Thursday, July 1, 2010
Picture Clears Up For SP500
While I believed it to be plausible that wave B up was underway, the market was in no mood to comply with my opinions. However, the picture has cleared up as we now have a very clear 7 wave decline that indicates the correction to date has unfolded as a double zigzag. The take-away from this is that it is a correction and will ultimately lead to higher prices. Either this is the first leg of a still ongoing correction or it is all of the correction and there is no way to know at this time. I suspect the former, which means that we have completed wave (W) of [B] or [X] of the still ongoing cyclical bull market.

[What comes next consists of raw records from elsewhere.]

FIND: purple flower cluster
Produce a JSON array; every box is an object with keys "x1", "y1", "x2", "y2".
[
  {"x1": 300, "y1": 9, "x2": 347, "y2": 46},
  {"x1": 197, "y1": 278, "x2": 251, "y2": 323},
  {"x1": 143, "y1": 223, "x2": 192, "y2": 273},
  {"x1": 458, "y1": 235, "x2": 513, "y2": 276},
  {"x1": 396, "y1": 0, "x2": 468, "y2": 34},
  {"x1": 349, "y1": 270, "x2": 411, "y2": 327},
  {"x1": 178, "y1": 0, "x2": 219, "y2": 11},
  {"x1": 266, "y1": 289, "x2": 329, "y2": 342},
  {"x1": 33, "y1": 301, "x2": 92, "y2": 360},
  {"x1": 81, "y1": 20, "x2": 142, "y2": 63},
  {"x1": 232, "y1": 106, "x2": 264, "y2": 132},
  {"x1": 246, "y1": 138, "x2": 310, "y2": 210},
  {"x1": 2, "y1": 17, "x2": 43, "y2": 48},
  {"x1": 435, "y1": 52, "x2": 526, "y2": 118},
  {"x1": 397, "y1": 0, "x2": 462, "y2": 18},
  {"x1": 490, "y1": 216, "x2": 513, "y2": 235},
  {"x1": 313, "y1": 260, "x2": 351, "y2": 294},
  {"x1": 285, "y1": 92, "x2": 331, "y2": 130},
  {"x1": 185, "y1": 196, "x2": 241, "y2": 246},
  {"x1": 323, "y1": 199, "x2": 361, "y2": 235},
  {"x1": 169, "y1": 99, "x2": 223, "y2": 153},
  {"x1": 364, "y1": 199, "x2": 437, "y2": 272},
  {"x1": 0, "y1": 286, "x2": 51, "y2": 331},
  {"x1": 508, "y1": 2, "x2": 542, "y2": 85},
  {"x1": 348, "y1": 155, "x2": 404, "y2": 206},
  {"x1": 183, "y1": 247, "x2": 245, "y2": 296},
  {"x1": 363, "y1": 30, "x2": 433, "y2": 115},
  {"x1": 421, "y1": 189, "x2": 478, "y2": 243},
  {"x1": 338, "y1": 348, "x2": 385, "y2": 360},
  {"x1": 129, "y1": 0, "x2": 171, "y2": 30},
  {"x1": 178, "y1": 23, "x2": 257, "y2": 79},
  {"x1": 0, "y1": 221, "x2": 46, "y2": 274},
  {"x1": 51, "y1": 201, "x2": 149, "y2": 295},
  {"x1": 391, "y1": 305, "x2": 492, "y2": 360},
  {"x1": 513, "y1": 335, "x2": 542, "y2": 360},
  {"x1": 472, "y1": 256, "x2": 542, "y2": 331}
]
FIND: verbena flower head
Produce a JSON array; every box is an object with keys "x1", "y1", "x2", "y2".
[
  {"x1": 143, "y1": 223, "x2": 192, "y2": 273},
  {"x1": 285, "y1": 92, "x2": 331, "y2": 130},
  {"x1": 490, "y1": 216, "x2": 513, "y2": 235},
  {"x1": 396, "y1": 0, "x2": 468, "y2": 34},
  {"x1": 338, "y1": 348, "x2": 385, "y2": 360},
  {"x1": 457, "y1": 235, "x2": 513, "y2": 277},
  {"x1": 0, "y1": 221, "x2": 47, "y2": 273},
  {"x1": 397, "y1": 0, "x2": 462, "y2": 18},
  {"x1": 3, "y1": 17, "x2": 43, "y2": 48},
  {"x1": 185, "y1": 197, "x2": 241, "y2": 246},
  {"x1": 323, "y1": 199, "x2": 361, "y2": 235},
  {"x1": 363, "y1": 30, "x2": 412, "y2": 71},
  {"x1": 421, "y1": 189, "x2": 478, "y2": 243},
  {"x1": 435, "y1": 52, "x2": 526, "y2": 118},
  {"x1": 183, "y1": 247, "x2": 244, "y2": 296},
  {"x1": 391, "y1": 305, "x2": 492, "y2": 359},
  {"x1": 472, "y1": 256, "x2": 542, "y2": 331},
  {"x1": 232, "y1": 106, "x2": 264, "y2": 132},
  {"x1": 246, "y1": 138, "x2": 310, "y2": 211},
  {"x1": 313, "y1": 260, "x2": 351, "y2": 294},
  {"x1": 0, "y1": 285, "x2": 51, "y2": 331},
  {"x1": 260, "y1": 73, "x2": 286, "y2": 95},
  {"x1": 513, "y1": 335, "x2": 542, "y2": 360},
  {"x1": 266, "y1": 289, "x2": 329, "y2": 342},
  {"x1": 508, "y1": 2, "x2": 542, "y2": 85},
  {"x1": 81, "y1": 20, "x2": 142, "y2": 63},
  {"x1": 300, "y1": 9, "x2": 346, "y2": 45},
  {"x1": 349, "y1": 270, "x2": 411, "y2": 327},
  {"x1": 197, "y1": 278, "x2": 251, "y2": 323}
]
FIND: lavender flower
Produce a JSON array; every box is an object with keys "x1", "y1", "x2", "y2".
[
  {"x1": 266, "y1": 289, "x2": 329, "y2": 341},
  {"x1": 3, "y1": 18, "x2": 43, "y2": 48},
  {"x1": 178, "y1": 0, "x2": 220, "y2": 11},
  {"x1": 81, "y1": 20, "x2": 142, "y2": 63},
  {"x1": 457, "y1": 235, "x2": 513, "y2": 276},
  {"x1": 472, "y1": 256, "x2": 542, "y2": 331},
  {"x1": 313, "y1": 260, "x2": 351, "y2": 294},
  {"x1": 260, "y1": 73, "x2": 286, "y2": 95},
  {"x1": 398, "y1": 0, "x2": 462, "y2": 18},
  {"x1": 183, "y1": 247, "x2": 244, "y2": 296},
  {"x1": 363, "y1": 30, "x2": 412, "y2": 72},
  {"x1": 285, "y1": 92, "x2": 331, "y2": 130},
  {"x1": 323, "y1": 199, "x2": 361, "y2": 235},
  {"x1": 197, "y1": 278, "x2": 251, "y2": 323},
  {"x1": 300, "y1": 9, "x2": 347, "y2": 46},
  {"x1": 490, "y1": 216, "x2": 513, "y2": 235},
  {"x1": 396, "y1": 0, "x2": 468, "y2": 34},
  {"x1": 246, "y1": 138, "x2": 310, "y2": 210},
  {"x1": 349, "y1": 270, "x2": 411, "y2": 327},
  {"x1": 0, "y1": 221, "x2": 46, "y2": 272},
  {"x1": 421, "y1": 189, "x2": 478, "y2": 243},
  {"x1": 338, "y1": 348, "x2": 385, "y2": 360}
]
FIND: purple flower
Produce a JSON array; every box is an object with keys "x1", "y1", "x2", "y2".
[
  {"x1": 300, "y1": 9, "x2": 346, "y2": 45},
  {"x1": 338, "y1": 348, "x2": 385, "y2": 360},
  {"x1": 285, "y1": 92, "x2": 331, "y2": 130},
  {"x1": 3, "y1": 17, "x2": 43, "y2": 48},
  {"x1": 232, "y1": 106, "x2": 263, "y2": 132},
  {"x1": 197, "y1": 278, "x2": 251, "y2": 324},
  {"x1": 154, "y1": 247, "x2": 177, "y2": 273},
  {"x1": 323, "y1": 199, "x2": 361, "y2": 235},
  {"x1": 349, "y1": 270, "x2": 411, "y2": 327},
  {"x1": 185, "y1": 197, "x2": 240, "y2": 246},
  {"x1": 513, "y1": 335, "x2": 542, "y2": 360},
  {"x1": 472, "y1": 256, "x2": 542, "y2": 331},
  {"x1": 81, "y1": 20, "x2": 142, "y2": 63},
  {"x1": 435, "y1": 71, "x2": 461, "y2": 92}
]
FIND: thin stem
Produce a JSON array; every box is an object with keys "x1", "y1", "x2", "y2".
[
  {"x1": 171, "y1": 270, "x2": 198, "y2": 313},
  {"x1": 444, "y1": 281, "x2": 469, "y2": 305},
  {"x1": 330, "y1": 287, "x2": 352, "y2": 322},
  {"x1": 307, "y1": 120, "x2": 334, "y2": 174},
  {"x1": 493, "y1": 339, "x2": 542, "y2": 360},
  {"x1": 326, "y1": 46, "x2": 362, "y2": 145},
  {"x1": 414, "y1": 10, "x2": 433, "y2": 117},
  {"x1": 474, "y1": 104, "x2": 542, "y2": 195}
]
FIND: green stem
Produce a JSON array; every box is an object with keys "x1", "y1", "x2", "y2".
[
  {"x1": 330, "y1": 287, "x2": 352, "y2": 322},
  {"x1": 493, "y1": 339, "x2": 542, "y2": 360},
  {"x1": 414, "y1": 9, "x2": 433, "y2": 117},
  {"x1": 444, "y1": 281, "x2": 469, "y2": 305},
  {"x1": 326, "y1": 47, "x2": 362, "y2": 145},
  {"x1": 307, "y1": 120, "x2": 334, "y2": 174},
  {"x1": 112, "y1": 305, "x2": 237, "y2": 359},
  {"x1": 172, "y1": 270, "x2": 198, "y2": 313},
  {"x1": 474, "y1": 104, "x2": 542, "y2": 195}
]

The falling volume is not consistent with a developing 3rd wave. We also have a positive divergence developing in the MACD, which should not be ignored. Primary resistance for wave (X) up is the downsloping median line of the correction as well as the 200dema. 3 waves up to this resistance zone may be a selling opportunity. 5 waves up will suggest higher prices. The first leg down of this correction showed a fair degree of complexity. Typically corrections will run from simple to complex or complex to simple. Thus, we would expect the correction to become simpler in form as time progresses. This should make it easier from this point forward to follow the unfolding price pattern. Will it turn into a large flat or double zz? It's hard to say. One possibility that we must keep in the back of our minds is a large triangle. That would lead to contracting price movement over the next several months.
So far the pattern of highs and lows has followed the typical mid-term election year pattern extremely well. If it continues, we should see highs in late July and late August. The only question is whether or not late August is a lower high or a higher high, which means we have up to 8 weeks of waiting before the best shorting opportunity for intermediate term traders. In the mean time I will take a positive divergence MACD buy signal if it occurs.